SuaraPemalang.com [BREBES] — Derasnya hujan yang mengguyur wilayah Bumiayu pada Jumat (8/11/2025) malam berubah menjadi bencana memilukan. Air bah datang tanpa ampun, menelan tiga korban jiwa, merusak belasan rumah, lahan pertanian, serta fasilitas umum. Namun, di balik derasnya arus, tersimpan kenyataan yang lebih pahit: banjir kali ini bukan semata murka alam, melainkan akibat ulah manusia yang terlalu lama mengabaikan peringatan bumi.
Wilayah Bumiayu, bagian dari Brebes Selatan yang berada di kaki Gunung Slamet, sejatinya merupakan kawasan penyangga ekologis penting. Namun, kerusakan hutan, pembukaan lahan, serta lemahnya upaya konservasi menjadikan kawasan ini semakin rapuh. Lereng gunung yang dahulu hijau kini berubah menjadi bentangan ladang kentang dan sayuran tanpa pengendalian tata air. Hilangnya vegetasi berarti lenyap pula daya serap air, membuat setiap curah hujan ekstrem menjelma menjadi ancaman.
“Apa yang terjadi di Bumiayu adalah manifestasi dari degradasi ekologis yang telah berlangsung bertahun-tahun,” ujar Aristianto Zamzami, mahasiswa Pascasarjana UMMUS Brebes sekaligus pemerhati masalah sosial kemasyarakatan yang menulis opini tajam berjudul Banjir!, Luka Alam yang Semakin Dalam.
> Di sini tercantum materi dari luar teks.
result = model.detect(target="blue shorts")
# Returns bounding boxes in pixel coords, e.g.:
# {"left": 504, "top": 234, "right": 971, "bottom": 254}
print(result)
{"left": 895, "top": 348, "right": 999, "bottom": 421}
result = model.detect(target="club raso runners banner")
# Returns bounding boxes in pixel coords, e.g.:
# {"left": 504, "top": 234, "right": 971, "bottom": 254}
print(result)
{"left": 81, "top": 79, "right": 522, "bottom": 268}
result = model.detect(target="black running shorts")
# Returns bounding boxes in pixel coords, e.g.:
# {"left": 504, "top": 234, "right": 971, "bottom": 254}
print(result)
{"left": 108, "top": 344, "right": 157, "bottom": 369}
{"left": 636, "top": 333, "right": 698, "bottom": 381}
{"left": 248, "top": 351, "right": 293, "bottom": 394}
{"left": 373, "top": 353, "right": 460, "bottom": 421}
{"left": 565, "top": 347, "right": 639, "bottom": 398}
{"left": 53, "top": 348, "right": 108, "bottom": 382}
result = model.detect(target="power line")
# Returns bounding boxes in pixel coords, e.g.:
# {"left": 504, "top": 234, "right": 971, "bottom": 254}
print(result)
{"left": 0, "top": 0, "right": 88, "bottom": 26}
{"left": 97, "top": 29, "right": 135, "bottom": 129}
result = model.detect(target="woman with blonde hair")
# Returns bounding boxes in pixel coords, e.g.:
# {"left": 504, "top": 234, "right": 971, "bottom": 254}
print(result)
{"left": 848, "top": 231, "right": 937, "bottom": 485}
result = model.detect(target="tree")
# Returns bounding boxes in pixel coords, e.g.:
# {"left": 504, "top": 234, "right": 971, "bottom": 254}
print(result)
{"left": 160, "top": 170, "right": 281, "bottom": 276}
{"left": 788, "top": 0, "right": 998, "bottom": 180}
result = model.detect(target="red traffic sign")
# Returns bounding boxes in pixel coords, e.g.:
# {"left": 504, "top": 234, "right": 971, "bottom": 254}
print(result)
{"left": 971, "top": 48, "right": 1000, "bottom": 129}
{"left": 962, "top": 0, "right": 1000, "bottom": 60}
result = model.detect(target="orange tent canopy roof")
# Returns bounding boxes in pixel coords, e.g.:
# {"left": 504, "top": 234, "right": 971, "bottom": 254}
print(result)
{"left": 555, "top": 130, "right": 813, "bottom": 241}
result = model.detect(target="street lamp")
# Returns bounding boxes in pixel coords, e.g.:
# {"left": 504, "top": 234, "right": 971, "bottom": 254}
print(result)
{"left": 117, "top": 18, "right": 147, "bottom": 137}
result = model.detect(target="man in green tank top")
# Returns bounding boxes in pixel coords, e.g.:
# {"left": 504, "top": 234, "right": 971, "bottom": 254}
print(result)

Konservasi yang Hilang Arah
Dulu, konservasi di lereng Gunung Slamet sempat menjadi agenda penting. Bahkan, pernah muncul wacana pembentukan Taman Nasional Gunung Slamet (TNS) sebagai upaya perlindungan kawasan hutan lindung. Namun kini, gaung itu seakan meredup. Kepentingan ekonomi dan industri perlahan menggeser nilai ekologis, menjadikan hutan bukan lagi “jantung kehidupan”, melainkan sekadar lahan kosong yang siap dieksploitasi.
“Tidak cukup hanya menanam pohon seremonial atau membuat slogan hijau. Yang dibutuhkan adalah kebijakan nyata, penegakan hukum, dan keberanian menempatkan ekologi di atas ekonomi jangka pendek,” tegas Aristianto.
Geothermal: Harapan atau Ancaman Baru?
Di tengah kondisi lingkungan yang kritis, muncul pula wacana pembangunan pembangkit listrik tenaga panas bumi (geothermal) di sekitar kawasan Gunung Slamet. Meski energi geothermal kerap dipromosikan sebagai energi hijau, proses eksplorasinya justru berpotensi menambah kerentanan alam. Pengeboran, pembukaan akses jalan, dan perubahan struktur tanah dikhawatirkan memperburuk daya dukung lingkungan.
“Pertanyaannya, apakah kita benar-benar membangun energi untuk masa depan, atau justru mempercepat kehancuran alam yang tersisa?” tulis Aristianto dalam catatannya.
Korban Jiwa, Alarm Keras dari Alam
Tiga nyawa yang melayang akibat banjir Bumiayu seharusnya menjadi alarm keras. Bukan sekadar angka statistik, melainkan cermin kegagalan sistemik — dari tata kelola lingkungan hingga pembangunan berkelanjutan yang tak berpihak pada keselamatan warga.
Aristianto menyerukan agar tragedi ini menjadi titik balik:
Melindungi kawasan hutan dari eksploitasi berlebihan,
Melakukan audit lingkungan atas proyek besar di sekitar Slamet,
Merestorasi lahan kritis secara terpadu, dan
Menguatkan mitigasi bencana berbasis komunitas.
Ia juga menegaskan pentingnya penetapan Taman Nasional Gunung Slamet sebagai prioritas kebijakan untuk mengembalikan keseimbangan ekologis yang hilang.
Refleksi dari Lereng Slamet
“Bumiayu hari ini adalah peringatan,” tulis Aristianto menutup refleksinya.
“Gunung Slamet telah memberi tanda. Sungguh sebuah kemunafikan bila kita berkata, ‘Kami sudah pernah mencoba,’ lalu merasa bebas dari tanggung jawab moral dunia dan akhirat.”
Air bah boleh surut, namun luka alam masih menganga. Jika tak ada langkah nyata, bukan tidak mungkin, jerit tangis Bumiayu akan kembali bergema — bersama tangisan Gunung Slamet yang semakin kehilangan hijau di dadanya.